Кстати, тогда, на заре «гласности», экономическая составляющая прессы как будто не была заметна. Все издавалось за государственный счет, что и было само собой разумеющимся: никаких других источников средств не существовало. Государственный контроль был, но слабел, особенно после отмены цензуры. Сегодня о такой ситуации часто можно жалеть, прежде всего потому, что въелось в сознание и практику фальшивое представление, будто государственное принадлежит власть имущим чиновникам и должно ими контролироваться, а свободное, независимое – это негосударственное, коммерческое, частное. Но государство не должно принадлежать чиновникам. Государство – это граждане, налогоплательщики, избиратели всех направлений. А значит, свою долю госбюджетной поддержки вправе получать все законные средства печати, каналы, программы – и оставаться свободными в своих взглядах.
Через несколько лет, в 1993-м (в первой его половине, смутной, но еще не кровавой) появилась газета «Демократическая Россия», одним из руководителей которой был Юрий Григорьевич. Была она демократической и критической по направлению, небольшой, сравнительно малозаметной и существовала недолго (кажется, меньше года). Видимо, кончились деньги, но более важным было отсутствие серьезной политической поддержки.
Как мне кажется, Юрий Григорьевич в смутные годы наших перемен и катаклизмов остался как бы человеком «из другого поколенья», с другими нравственными критериями и ожиданиями. «Стойкие» шестидесятники не нашли своего места в 90-х примерно так же, как не нашли его вернувшиеся из ссылки декабристы или народовольцы, освобожденные из Шлиссельбурга в 1905-м. Убедить себя в том, что экономические обвалы при авторитарно-анархическом царствовании когда-нибудь приведут к спасению общества, он не мог. Пользоваться «коммерческими» выгодами (гранты, поездки) – не умел. Не годилась для него и модная позиция критического самолюбования («что я говорил…»).
Несколько лет назад мне случилось спорить с ним публично. После президентских выборов 1996 г., когда приходилось, зажав нос, выбирать между плохим и худшим (или привычным и непривычным злом), Юрий Григорьевич напечатал в «Новом времени» восторженную заметку о тех, кто голосовал против обоих[514]

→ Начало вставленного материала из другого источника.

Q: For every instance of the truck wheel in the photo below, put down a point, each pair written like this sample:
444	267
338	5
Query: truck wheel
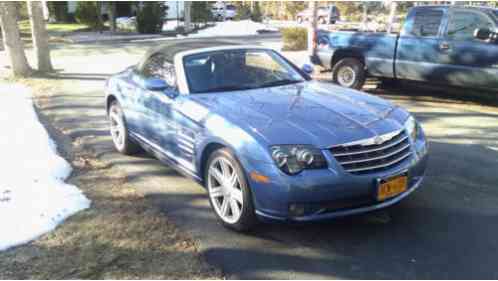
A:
349	73
387	83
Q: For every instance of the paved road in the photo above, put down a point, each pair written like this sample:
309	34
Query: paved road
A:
447	229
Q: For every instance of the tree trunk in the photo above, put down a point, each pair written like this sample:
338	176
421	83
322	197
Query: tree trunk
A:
112	15
12	39
187	19
312	28
99	16
365	16
39	35
392	16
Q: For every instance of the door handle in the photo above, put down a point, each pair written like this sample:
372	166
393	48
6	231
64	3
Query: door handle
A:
444	46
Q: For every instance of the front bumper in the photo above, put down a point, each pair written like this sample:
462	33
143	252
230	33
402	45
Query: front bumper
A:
347	211
332	192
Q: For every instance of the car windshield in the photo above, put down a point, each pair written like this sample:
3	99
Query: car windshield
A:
238	69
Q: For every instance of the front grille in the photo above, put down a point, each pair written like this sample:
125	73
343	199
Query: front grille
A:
367	157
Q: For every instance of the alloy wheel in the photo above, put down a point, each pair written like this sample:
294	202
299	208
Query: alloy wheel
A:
224	190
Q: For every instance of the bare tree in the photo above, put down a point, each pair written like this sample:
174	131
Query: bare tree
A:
393	5
187	19
12	39
112	15
99	16
312	28
39	35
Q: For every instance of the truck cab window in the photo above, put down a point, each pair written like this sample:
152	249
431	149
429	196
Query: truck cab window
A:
426	23
463	24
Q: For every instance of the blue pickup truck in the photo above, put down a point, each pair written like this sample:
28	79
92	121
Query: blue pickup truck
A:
449	45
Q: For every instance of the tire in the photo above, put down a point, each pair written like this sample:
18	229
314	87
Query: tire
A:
238	213
349	73
119	131
386	83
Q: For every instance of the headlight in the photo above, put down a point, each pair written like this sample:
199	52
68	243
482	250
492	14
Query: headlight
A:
292	159
411	127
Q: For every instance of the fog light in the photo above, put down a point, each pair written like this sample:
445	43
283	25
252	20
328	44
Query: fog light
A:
296	210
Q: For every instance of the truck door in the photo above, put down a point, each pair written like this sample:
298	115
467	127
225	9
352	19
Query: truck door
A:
469	62
419	54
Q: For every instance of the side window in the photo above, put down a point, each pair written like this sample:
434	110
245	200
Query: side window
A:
463	24
426	23
158	67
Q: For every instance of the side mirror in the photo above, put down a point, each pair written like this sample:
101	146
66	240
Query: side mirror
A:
483	33
307	68
155	84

. Ему казалось, что эти 3 % (то есть около 3 миллионов российских избирателей) – те самые твердые, смелые, чистые люди, на которых могут опереться надежды отечественной демократии. К сожалению, Юрий Григорьевич ошибался. У нас тогда были опросные данные с характеристиками различных групп избирателей, и получалось, что голосовавшие «против всех» – это либо аполитичные люди, либо сторонники национал-патриотов, Жириновского, от идеалов демократии весьма далекие. Мою реплику с такими замечаниями опубликовали в журнале. Как воспринял ее Юрий Григорьевич, я не знаю…«Я считал, что было бы неестественно вести себя как-то иначе» (интервью Д.Н. Шалина с Ю.А.Левадой и Е.С.Петренко)
Шалин: Сегодня у нас восьмое февраля 1990 года, я разговариваю с Юрием Левадой и Еленой Петренко[515]
, которые работают сейчас… как называется ваш институт?Левада: Всесоюзный центр изучения общественного мнения.
Шалин: Прекрасно. Как вам казалось, в 60 – 70-е годы, особенно когда вы были официально в опале, была у вас возможность говорить то, что вы думаете?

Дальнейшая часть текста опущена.